The European Commission has an important role to play by supporting EU countries to handle more of their plastic waste domestically instead of exporting the problem to other countries. It can also incentivise moves towards a circular economy where recycling and re-using become the norm. But we also need to see Commission honour the wishes of the European Parliament who want all harmful and single use plastics phased out.”

Molly accused the UK government of ignoring the problem; environment secretary, Michael Gove confessed to MPs recently that he had ‘not given sufficient thought’ to the problem of plastic waste. She said:

“Michael Gove has pledged action on ocean plastics but doesn’t seem to have a clue how we are going to deal with the thousands of tonnes of plastic waste currently exported to China – a market that will soon be closed to us. I am glad Blue Planet 2 has moved him, but we need green actions to deal with the issue. Rapidly phasing out and then banning unnecessary single use plastic will go a long way to getting this problem wrapped.”

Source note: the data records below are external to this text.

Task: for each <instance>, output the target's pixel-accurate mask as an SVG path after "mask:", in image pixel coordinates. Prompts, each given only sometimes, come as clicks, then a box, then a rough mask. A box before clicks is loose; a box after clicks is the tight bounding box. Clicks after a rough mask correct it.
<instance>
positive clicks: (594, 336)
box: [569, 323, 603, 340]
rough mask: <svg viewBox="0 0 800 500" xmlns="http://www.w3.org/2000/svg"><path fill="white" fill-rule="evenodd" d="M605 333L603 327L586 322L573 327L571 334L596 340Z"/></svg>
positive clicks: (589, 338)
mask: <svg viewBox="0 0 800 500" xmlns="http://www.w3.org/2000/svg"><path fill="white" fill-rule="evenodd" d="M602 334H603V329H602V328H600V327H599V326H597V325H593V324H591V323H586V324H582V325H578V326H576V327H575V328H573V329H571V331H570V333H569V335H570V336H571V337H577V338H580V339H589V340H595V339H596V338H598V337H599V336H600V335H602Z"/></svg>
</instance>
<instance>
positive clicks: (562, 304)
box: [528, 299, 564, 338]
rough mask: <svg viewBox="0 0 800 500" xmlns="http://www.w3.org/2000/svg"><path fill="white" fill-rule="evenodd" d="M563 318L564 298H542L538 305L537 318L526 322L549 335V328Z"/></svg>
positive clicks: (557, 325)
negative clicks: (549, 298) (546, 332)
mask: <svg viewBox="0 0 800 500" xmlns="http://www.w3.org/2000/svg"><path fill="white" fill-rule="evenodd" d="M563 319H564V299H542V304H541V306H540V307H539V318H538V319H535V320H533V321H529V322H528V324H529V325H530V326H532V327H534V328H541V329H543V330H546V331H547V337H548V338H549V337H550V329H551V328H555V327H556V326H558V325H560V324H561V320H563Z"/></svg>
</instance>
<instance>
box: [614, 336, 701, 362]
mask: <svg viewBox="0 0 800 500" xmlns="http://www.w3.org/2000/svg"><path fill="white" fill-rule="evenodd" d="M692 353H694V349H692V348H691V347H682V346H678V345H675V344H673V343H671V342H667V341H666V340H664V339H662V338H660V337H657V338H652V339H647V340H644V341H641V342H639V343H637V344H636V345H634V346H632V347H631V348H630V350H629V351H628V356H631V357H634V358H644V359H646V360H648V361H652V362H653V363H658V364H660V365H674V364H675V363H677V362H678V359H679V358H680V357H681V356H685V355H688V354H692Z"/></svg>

Green Party members supported a motion calling for a ban on all unnecessary single use plastics at their conference in October [5].

Notes

[1] Written question to the European Commission:

A recent UN resolution to stop plastic waste from entering the oceans is progressive, but unfortunately is not binding. The EU has an opportunity to play the leading role in tackling this problem that is choking our oceans.

While EU legislation stipulates that all exported plastics must be recycled to EU standards, a lack of transparency and accountability in receiving countries means that much of it ends up in landfills or our oceans.

Additionally, with the decision by China to stop receiving domestic waste imports from January 2018, many countries are now going to have to find alternative ways to tackle the plastic waste they have traditionally exported.

Will the Commission explain how they intend to support EU countries to handle more of their plastic waste domestically instead of relying on exporting the problem to other countries?

  1. Will the Commission explain how they intend to support EU countries to handle more of their plastic waste domestically instead of relying on exporting the problem to other countries?
  2. How does the Commission intend to incentivise the move to a circular economy and, in particular, the recycling and re-use of lower grades of plastic waste? 
  3. Will the Commission indicate whether they intend to honour the wishes of the European Parliament who voted in 2014 to remove all harmful plastics from the market and phase out single use plastics?